I’ve been thinking about how sad it is when landscapes change, buildings are demolished and when you look to see the thing that was always there and then it’s not, it’s like one of the little teeth missing on a zipper.
Whenever I go back to my hometown, it always jars me ever so slightly when I drive down the street where my first boyfriend lived and his little old house is no longer there. Why do I want to see it? I don’t really know. It was so long ago.
But I do want to see it. I want my mind to go inside and through the kitchen to the stairs that led down to his bedroom. I guess it’s a comforting memory.
First boyfriends are not something you ever really forget, I don’t think. The hours we spent downstairs laying on his bed. Not just the things we did but the chit-chat, listening to music, arguing about music. He was obsessed with The Tragically Hip and I, at the time, Spin Doctors. We talked about our plans for the future. Knowing nothing but feeling like we knew everything.

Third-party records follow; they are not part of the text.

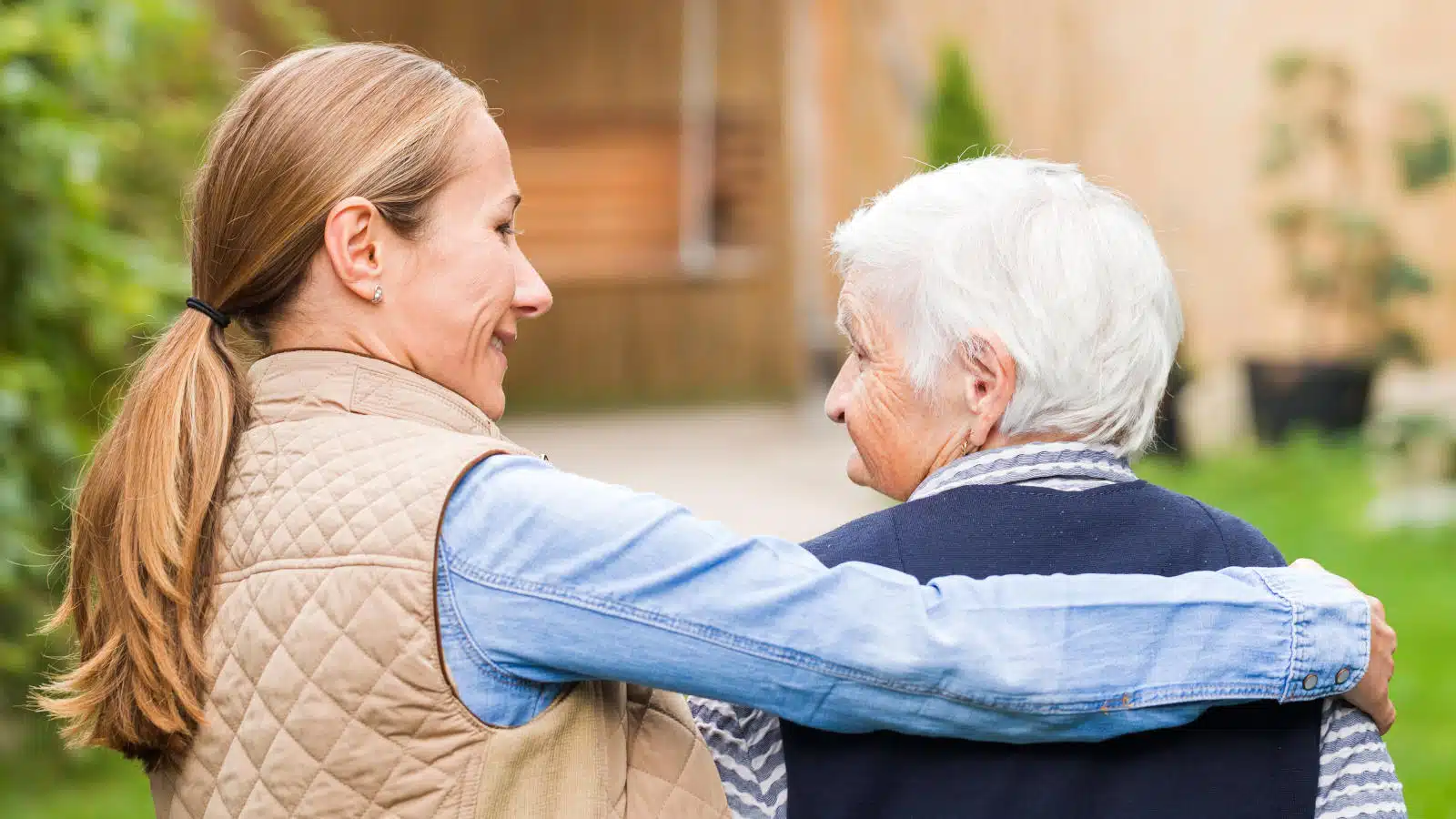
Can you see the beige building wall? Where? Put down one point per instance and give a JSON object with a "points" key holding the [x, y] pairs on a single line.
{"points": [[1164, 101]]}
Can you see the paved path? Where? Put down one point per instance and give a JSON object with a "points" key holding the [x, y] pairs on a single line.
{"points": [[761, 470]]}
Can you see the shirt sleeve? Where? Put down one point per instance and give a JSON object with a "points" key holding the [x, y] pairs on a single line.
{"points": [[1356, 771], [558, 577]]}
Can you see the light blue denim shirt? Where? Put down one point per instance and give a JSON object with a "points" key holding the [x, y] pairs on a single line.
{"points": [[548, 577]]}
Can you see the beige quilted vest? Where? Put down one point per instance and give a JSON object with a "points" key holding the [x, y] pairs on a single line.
{"points": [[329, 695]]}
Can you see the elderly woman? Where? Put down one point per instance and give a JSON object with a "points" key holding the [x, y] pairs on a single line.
{"points": [[331, 588], [1011, 332]]}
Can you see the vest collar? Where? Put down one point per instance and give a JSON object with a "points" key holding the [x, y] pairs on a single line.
{"points": [[298, 385]]}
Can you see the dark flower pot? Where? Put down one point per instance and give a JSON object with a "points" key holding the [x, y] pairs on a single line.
{"points": [[1329, 397]]}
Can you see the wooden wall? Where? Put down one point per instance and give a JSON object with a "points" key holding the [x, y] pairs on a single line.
{"points": [[587, 94]]}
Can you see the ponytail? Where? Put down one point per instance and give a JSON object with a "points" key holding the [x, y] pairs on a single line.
{"points": [[313, 128], [142, 551]]}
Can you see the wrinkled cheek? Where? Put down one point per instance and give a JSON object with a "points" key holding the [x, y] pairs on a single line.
{"points": [[874, 435]]}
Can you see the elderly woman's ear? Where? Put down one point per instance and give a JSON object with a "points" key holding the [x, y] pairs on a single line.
{"points": [[987, 380]]}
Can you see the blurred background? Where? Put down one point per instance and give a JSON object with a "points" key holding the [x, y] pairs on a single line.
{"points": [[683, 162]]}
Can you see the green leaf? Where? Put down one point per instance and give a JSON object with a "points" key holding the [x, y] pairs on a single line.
{"points": [[1400, 276], [958, 126]]}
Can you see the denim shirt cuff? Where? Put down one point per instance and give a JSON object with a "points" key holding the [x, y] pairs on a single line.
{"points": [[1331, 632]]}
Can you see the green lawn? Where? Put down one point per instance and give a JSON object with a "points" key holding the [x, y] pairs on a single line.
{"points": [[1307, 499], [1310, 501]]}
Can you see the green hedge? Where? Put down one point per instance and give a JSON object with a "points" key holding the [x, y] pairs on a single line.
{"points": [[104, 111]]}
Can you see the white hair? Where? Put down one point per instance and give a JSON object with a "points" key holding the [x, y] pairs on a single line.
{"points": [[1065, 271]]}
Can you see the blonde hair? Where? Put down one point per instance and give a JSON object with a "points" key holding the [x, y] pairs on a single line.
{"points": [[313, 128]]}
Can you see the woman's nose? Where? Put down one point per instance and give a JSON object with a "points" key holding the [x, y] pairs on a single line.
{"points": [[837, 399], [531, 295]]}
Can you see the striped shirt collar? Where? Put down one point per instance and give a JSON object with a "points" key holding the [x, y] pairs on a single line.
{"points": [[1060, 465]]}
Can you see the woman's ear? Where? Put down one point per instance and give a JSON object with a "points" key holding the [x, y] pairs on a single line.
{"points": [[990, 380], [353, 235]]}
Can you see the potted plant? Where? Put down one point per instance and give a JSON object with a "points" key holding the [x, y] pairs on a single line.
{"points": [[1344, 263]]}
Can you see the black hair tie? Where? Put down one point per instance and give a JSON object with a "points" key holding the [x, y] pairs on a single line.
{"points": [[218, 317]]}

He was possibly the worst kind of first boyfriend for a sixteen year old girl, at least in many parents eyes. He played guitar in a band. He had long curly hair and big huge brown puppy dog eyes. He’d recently dropped out of high school, had no job, no car or even a driver’s license.

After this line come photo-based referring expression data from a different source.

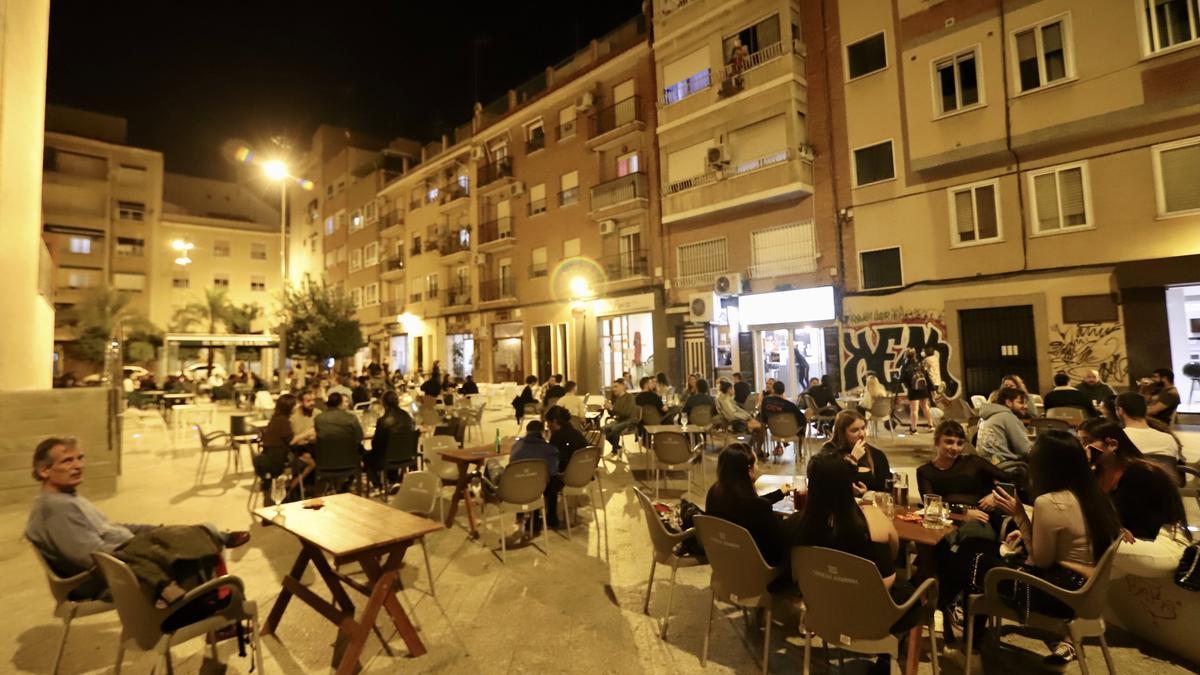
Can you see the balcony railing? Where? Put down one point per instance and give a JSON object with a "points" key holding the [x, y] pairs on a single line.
{"points": [[496, 171], [496, 288], [618, 190], [496, 230], [627, 266]]}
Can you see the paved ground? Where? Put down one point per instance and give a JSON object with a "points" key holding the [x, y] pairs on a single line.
{"points": [[570, 611]]}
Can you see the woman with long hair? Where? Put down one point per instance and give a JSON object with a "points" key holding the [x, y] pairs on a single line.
{"points": [[849, 440]]}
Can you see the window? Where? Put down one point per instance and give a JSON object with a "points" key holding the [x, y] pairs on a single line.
{"points": [[81, 245], [874, 163], [1042, 54], [130, 246], [1060, 198], [699, 262], [867, 55], [975, 215], [957, 82], [1170, 22], [881, 268], [1177, 177], [569, 192]]}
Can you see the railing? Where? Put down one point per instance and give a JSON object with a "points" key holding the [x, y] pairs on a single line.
{"points": [[617, 115], [618, 190], [496, 288], [496, 230], [627, 266]]}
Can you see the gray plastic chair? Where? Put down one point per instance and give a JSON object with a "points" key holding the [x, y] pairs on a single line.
{"points": [[142, 621], [66, 608], [1087, 603], [521, 490], [741, 575], [583, 472], [846, 604], [664, 553]]}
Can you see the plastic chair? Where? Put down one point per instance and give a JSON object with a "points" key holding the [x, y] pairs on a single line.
{"points": [[741, 575], [142, 621], [66, 608], [583, 472], [846, 604], [1087, 603], [665, 545], [521, 489]]}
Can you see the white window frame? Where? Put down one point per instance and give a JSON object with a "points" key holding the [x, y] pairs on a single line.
{"points": [[936, 90], [994, 183], [853, 162], [862, 284], [1159, 193], [887, 58], [1033, 199], [1068, 45]]}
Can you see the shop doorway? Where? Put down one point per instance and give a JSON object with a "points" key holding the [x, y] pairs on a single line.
{"points": [[997, 341]]}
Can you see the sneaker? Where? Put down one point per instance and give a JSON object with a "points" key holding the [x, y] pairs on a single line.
{"points": [[1062, 656]]}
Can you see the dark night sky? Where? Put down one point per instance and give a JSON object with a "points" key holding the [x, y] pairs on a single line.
{"points": [[189, 79]]}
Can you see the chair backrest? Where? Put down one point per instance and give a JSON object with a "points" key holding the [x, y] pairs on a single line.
{"points": [[738, 567], [784, 425], [141, 620], [582, 467], [418, 493], [671, 447], [844, 595], [523, 482]]}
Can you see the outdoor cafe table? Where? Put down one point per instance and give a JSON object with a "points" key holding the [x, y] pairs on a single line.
{"points": [[351, 529], [467, 458]]}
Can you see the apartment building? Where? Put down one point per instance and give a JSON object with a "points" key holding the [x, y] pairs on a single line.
{"points": [[1017, 183], [750, 267], [101, 203]]}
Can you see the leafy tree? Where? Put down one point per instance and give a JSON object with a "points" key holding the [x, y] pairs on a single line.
{"points": [[319, 322]]}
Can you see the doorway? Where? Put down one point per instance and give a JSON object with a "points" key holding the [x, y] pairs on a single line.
{"points": [[997, 341]]}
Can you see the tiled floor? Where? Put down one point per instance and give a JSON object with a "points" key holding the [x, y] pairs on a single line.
{"points": [[569, 611]]}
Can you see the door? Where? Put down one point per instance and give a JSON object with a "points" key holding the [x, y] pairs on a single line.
{"points": [[997, 341]]}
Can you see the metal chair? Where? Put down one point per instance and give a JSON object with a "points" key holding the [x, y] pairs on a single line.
{"points": [[583, 472], [66, 608], [741, 575], [142, 621], [846, 604], [521, 489], [1087, 603], [664, 544]]}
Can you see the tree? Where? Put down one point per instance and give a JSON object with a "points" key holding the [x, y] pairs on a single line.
{"points": [[319, 321]]}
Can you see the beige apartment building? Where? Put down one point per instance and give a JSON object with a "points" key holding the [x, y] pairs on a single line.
{"points": [[1018, 183], [101, 205]]}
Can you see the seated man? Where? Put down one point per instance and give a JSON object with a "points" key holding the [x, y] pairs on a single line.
{"points": [[67, 529], [1063, 395]]}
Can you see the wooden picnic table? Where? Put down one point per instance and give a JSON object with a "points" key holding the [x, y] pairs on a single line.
{"points": [[467, 458], [351, 529]]}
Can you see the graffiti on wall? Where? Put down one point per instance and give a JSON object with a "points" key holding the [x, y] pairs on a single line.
{"points": [[876, 346], [1079, 347]]}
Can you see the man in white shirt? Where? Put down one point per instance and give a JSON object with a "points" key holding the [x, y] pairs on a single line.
{"points": [[1132, 413]]}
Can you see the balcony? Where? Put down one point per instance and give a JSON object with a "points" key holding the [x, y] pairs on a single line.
{"points": [[496, 233], [612, 124], [775, 177], [629, 192]]}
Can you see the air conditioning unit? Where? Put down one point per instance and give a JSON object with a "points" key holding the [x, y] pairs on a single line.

The romance lasted all of six months and when I broke up with him my parents said I did it cruelly and actually felt sorry for him. But there was no going back.
It was such a juvenile type of love that I never even imagined, hypothetically, what life with him would have been like if we had never broken up. Still, for some reason, I miss the validation of seeing his little old house on that street thirty-four years later.